HMRC
Some taxes in the UK don't rise with inflation, meaning people will be forced into higher bands Reuters

You might not realise it, but some of you are stuck in the income equivalent of quicksand.

That's because there are parts of the UK's tax and benefits system that aren't linked to inflation.

So some tax and benefit bands don't rise at the same pace as wages often do.

This means that the real terms value of the wages at each tax and benefit band falls as inflation rises.

And those who hit such particular bands are then swallowed by the removal of benefits or higher tax, despite their incomes being worth less than those affected even just a year before.

It is an anomaly in the system highlighted by Paul Johnson, director of the Institute for Fiscal Studies (IFS) thinktank, in his latest paper "Tax Without Design: Recent Developments in UK Tax Policy":

The band for the withdrawal of child benefit is fixed between £50,000 and £60,000. The point at which the personal allowance starts to be withdrawn is fixed at £100,000 – and as the level of the personal allowance has increased, the band of income to which a 60% tax rate applies has therefore continued to grow.

The £150,000 point at which additional-rate income tax starts to be paid is also fixed. The result is that, in real terms, the point at which these two higher marginal rates bite will, by 2015–16, have fallen by 12% (relative to the CPI) since they were introduced in 2010–11.

There was a good reason for default indexation of allowances and thresholds. Chancellors looking to fill their coffers as a result of fiscal drag will no doubt enjoy the effects of the lack of indexation of these new thresholds, but this looks like a move away from rational design.

Just to explain the 60% tax rate and the personal allowance for a moment – when an individual hits £100,000 a year, the personal allowance (the amount someone can earn before they start paying income tax) is taken away.
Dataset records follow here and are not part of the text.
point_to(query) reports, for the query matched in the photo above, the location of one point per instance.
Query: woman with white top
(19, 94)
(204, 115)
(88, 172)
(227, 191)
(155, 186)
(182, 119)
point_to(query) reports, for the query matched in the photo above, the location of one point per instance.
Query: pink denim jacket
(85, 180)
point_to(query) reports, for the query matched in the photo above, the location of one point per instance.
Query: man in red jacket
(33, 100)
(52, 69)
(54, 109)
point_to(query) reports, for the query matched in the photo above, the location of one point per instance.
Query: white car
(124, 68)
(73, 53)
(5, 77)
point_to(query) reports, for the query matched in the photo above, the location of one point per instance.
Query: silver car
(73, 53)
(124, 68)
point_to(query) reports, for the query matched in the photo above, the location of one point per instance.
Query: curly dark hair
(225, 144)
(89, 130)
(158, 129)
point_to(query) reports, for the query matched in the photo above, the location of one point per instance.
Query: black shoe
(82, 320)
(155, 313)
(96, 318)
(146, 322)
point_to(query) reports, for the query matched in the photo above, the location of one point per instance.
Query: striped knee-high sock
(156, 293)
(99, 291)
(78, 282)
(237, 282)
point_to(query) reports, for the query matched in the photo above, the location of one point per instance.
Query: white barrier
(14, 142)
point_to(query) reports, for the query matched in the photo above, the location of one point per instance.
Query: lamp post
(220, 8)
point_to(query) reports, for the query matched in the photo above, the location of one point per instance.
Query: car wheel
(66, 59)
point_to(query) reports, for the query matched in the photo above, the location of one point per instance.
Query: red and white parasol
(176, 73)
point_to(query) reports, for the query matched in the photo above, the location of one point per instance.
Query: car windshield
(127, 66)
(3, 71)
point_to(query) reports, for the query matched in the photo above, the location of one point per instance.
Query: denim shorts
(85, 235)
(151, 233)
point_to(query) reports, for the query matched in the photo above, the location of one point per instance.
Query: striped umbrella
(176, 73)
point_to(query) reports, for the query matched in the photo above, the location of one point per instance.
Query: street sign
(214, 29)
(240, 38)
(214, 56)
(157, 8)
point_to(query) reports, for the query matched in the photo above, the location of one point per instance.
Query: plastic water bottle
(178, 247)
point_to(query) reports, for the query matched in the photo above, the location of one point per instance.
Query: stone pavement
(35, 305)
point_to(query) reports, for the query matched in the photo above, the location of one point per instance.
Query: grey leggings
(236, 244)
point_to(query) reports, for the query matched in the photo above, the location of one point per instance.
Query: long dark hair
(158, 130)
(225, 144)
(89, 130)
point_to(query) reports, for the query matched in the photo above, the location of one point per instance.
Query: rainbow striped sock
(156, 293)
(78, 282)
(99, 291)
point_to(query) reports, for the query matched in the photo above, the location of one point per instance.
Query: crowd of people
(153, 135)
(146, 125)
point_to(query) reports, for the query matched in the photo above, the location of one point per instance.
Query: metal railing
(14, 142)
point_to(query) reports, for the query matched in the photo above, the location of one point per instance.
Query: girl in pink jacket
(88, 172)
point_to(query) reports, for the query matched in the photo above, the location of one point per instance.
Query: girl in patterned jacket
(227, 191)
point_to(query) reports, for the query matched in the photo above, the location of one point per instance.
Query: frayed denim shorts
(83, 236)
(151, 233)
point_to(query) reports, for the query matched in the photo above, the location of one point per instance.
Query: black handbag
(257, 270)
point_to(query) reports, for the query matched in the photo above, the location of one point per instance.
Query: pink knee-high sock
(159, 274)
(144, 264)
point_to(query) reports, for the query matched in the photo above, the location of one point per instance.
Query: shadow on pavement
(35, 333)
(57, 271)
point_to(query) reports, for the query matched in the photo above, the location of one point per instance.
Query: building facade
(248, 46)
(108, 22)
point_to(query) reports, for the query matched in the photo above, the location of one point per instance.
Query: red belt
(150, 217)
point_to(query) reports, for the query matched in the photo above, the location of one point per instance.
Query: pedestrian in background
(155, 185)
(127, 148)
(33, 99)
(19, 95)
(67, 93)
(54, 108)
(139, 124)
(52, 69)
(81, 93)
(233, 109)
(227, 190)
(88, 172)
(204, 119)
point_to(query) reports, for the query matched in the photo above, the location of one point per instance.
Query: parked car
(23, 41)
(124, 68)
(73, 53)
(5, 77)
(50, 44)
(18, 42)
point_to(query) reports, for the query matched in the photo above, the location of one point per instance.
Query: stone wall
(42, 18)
So they pay income tax on every penny of their earnings.

The UK income tax rates for 2014/15.

Personal Allowance: £10,000

Basic Rate: 20% | £0 - £32,010

Higher Rate: 40% | £32,011 - £150,000

Additional Rate: 45% | Over £150,000

This, until they earn enough that the effect of removing the personal allowance has gone, puts them at an effective 60% tax rate.

So as the personal allowance is increased by the government, those earning over £100,000 have to take home even more to escape the effective 60% rate before it evens out to a 40% income tax rate again.
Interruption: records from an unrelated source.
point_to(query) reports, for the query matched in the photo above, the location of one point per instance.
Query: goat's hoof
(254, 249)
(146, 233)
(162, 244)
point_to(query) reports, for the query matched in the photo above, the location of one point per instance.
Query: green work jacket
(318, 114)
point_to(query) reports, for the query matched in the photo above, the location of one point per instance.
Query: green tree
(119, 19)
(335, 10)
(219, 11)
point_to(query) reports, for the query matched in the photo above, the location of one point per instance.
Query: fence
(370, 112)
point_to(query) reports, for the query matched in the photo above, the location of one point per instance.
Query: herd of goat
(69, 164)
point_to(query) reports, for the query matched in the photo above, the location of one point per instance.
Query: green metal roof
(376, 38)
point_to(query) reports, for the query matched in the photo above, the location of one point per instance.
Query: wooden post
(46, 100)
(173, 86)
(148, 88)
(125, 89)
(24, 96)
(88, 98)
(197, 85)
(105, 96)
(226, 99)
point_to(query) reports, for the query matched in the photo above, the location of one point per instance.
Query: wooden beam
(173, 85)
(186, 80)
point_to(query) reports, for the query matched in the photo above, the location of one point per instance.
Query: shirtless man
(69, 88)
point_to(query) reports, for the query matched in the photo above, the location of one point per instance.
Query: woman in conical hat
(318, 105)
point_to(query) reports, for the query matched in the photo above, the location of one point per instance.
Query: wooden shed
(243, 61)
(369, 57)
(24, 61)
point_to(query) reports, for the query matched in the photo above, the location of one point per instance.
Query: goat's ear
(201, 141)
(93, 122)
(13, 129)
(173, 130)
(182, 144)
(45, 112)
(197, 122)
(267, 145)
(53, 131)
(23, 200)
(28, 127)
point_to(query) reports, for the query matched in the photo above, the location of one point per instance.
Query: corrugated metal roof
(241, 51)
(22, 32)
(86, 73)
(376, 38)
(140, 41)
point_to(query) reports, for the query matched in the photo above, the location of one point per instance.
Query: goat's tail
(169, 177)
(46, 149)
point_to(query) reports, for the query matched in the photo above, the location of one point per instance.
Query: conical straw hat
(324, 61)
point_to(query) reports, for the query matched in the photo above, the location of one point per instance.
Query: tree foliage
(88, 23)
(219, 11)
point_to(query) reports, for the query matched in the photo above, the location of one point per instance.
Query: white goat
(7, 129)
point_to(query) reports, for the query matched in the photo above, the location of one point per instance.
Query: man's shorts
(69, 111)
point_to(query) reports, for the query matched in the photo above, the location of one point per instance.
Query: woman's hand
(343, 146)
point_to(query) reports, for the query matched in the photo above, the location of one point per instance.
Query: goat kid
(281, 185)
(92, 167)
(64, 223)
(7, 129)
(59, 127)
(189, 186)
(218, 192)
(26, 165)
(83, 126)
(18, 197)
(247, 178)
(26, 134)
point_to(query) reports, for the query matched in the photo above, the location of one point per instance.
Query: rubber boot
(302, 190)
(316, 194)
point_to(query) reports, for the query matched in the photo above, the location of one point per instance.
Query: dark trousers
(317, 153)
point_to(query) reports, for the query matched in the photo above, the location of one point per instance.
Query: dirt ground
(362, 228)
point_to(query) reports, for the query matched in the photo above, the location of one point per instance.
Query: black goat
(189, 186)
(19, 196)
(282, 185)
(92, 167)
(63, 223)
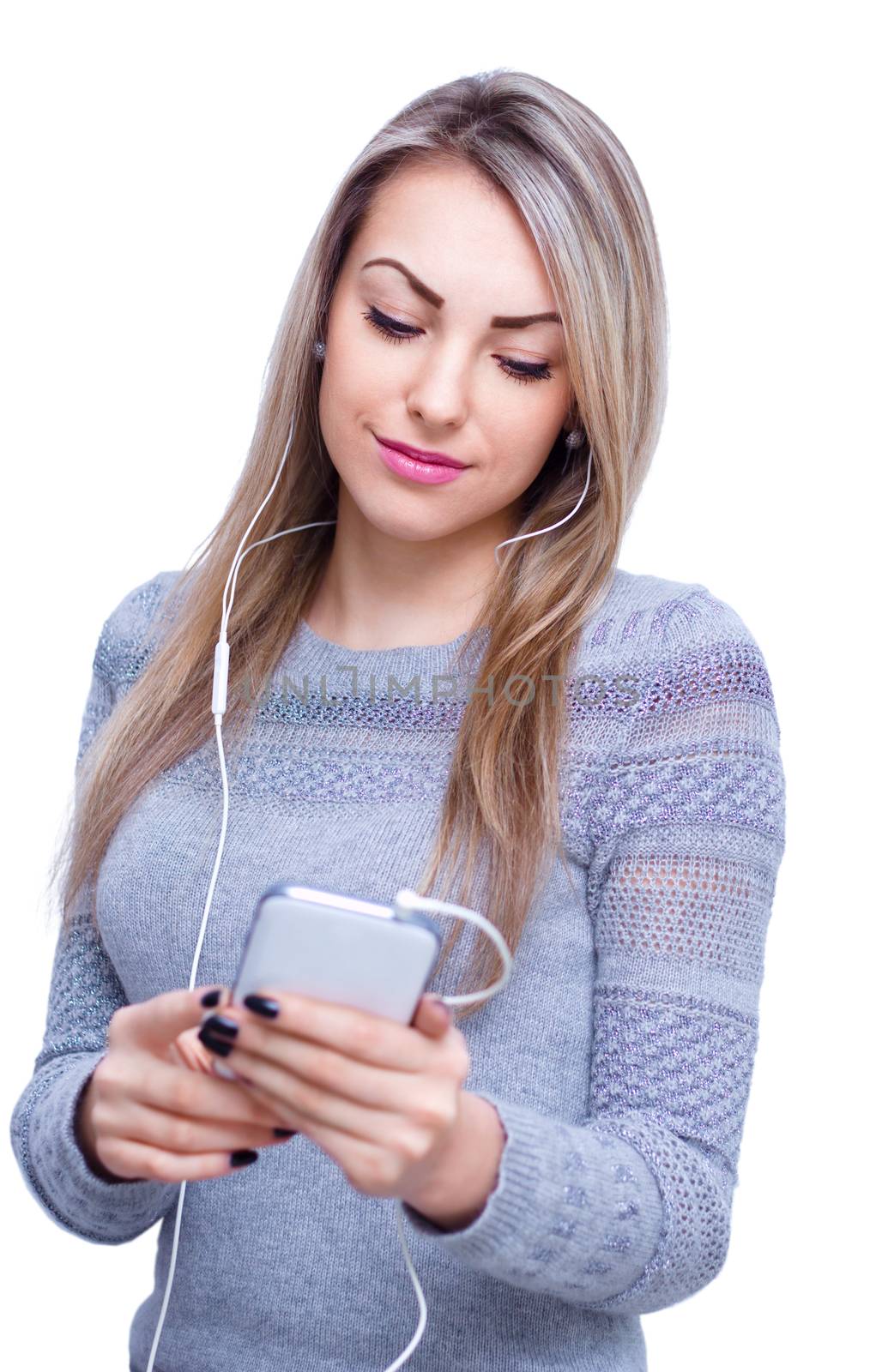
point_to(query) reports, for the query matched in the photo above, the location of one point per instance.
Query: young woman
(444, 681)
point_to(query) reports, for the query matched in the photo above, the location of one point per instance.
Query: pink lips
(430, 468)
In 2009/10 the personal allowance was £6,475. It meant that there was an effective 60% income tax rate between £100,000 and £113,000.

In the 2014/15 tax year it is £10,000 – meaning a marginal 60% rate from between £100,000 and £121,000 before the earner has caught back up with the cost of losing the allowance.
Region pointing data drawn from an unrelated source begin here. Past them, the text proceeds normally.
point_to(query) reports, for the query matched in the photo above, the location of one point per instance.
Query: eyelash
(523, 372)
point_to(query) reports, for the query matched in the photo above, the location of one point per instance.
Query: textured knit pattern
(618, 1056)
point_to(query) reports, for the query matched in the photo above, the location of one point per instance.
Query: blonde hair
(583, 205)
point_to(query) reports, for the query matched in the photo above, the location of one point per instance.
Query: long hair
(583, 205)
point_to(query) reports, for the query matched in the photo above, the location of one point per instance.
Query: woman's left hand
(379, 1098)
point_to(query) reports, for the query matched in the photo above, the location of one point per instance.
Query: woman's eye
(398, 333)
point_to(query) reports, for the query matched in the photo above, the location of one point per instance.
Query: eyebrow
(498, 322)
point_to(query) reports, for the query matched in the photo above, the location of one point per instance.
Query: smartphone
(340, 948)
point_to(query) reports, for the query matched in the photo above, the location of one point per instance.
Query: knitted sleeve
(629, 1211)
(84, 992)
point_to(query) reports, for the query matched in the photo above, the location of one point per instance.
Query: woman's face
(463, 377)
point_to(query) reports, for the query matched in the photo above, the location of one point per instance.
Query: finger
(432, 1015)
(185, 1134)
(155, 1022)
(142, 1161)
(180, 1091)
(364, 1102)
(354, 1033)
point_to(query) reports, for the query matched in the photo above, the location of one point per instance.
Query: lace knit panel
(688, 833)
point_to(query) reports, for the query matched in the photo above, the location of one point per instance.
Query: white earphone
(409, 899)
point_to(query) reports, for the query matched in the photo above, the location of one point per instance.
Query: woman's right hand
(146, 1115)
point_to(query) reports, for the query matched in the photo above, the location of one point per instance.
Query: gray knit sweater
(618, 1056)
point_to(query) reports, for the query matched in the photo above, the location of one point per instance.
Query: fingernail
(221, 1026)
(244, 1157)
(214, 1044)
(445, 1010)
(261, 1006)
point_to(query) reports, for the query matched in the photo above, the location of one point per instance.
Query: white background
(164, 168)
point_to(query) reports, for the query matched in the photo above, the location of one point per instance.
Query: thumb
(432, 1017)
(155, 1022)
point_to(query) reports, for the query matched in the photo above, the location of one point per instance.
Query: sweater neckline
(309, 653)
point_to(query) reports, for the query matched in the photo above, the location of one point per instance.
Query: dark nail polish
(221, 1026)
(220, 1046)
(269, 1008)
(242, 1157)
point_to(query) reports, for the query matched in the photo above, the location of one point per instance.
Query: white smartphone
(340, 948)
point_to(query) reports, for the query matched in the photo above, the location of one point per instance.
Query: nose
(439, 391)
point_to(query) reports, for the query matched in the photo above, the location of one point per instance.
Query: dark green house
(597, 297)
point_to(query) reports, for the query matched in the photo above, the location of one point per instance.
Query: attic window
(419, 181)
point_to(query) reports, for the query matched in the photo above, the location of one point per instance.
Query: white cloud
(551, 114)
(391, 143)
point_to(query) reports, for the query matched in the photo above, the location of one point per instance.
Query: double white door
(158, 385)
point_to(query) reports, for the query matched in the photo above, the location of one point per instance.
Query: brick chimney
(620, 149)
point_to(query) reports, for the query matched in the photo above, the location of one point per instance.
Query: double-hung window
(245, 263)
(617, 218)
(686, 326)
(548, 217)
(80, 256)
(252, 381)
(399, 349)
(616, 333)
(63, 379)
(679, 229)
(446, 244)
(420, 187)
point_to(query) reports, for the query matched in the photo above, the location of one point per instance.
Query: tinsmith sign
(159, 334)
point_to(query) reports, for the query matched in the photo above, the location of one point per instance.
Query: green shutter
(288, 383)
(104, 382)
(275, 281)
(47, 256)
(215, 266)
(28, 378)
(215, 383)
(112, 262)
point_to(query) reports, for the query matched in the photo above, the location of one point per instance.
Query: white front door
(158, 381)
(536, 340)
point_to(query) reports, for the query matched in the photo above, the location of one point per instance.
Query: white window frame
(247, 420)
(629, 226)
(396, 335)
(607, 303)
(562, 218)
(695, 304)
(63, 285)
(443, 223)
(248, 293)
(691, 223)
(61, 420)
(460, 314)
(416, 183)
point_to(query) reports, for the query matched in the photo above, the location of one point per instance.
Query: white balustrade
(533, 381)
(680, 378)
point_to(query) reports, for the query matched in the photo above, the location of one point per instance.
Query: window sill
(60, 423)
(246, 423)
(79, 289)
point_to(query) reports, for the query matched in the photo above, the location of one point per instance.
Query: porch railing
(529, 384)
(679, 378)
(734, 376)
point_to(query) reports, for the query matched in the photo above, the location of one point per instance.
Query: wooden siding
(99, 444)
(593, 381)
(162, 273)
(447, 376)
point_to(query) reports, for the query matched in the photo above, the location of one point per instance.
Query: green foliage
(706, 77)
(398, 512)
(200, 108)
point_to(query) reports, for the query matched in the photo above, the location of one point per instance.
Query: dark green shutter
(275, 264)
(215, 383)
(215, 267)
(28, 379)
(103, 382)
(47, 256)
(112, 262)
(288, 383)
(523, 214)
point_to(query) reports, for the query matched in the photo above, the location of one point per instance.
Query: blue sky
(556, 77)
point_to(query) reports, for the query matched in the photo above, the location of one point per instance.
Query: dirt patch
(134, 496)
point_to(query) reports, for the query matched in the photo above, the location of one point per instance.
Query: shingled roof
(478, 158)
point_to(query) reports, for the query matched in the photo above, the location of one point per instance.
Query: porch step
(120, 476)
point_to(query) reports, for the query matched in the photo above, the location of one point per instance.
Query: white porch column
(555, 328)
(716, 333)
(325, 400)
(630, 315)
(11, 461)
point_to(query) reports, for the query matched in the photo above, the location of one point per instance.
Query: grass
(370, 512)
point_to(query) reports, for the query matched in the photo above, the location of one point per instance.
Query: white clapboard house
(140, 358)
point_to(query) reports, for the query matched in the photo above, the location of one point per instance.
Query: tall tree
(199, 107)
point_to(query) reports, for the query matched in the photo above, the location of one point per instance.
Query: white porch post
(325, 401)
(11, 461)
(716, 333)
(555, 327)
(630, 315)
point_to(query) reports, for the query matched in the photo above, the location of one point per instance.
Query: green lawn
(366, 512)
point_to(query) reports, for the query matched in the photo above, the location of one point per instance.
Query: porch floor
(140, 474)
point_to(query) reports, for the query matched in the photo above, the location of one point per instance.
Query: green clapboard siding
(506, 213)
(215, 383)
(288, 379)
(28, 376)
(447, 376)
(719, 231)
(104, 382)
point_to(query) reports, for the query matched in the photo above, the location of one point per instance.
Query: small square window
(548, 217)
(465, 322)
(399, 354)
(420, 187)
After this the effective rate becomes 40% again until the top rate (called "additional"), at which the band is £150,000 and earnings above are taxed at 45%.

"There is no plausible rationale for a rate structure that looks like this," said Johnson of the IFS.

'Who designed that?'

Johnson also bemoans the other quirks of a tax system in which various tinkering has been made over the years, but without any overall holistic vision for how it should work – creating a haphazard cacophony of oddities.

For example, the employer national insurance contribution (NIC) increases each year by the Retail Price Index (RPI) measure of inflation.

But the employee NIC – the one people pay out from their salaries – goes up by the Consumer Price Index (CPI) inflation measure.

"Who designed that?" asks Johnson.

What's more, he highlights the peculiarity of the tax break for married couples. This policy, a favourite of Prime Minister David Cameron, comes into effect if two spouses are paying the basic rate of income tax and one is earning below the personal allowance threshold.

The rest of the allowance – up to a cap of £1,050 – transfers over to the higher earning spouse as a tax break.

But as soon as one starts paying the higher tax rate, this allowance transfer is cancelled.

As Johnson points out:

The effect is that the additional £1 of income that takes this person into higher-rate tax will result in an additional £210 tax bill. This amount may be relatively small, but it never makes sense to have this kind of thing in a tax schedule. Perhaps more importantly, it looks like an indication of a lack of direction. Introducing a transferable allowance for married couples is a substantive change to the tax system.

It is a move back towards a degree of joint taxation. The amount that can be transferred is set at just £1,050 – worth £210 a year or £4 a week to the 30 per cent or so of married couples set to gain. Introduction on such a modest scale may make sense to keep initial costs down.

But introducing the transferable allowance in a way that will make it extremely hard to extend without making this cliff edge at the higher-rate threshold worryingly high smacks of a lack of long-term design.

A chart in the IFS report highlights just how erratic the tax and benefits system looks, though it does not include every welfare payment available.

IFS marginal tax rate chart
IFS

Ultimately, despite the "huge political pressures" surrounding tax changes, Johnson urges policymakers to make the system simpler and to engage honestly with the public and experts as they do it.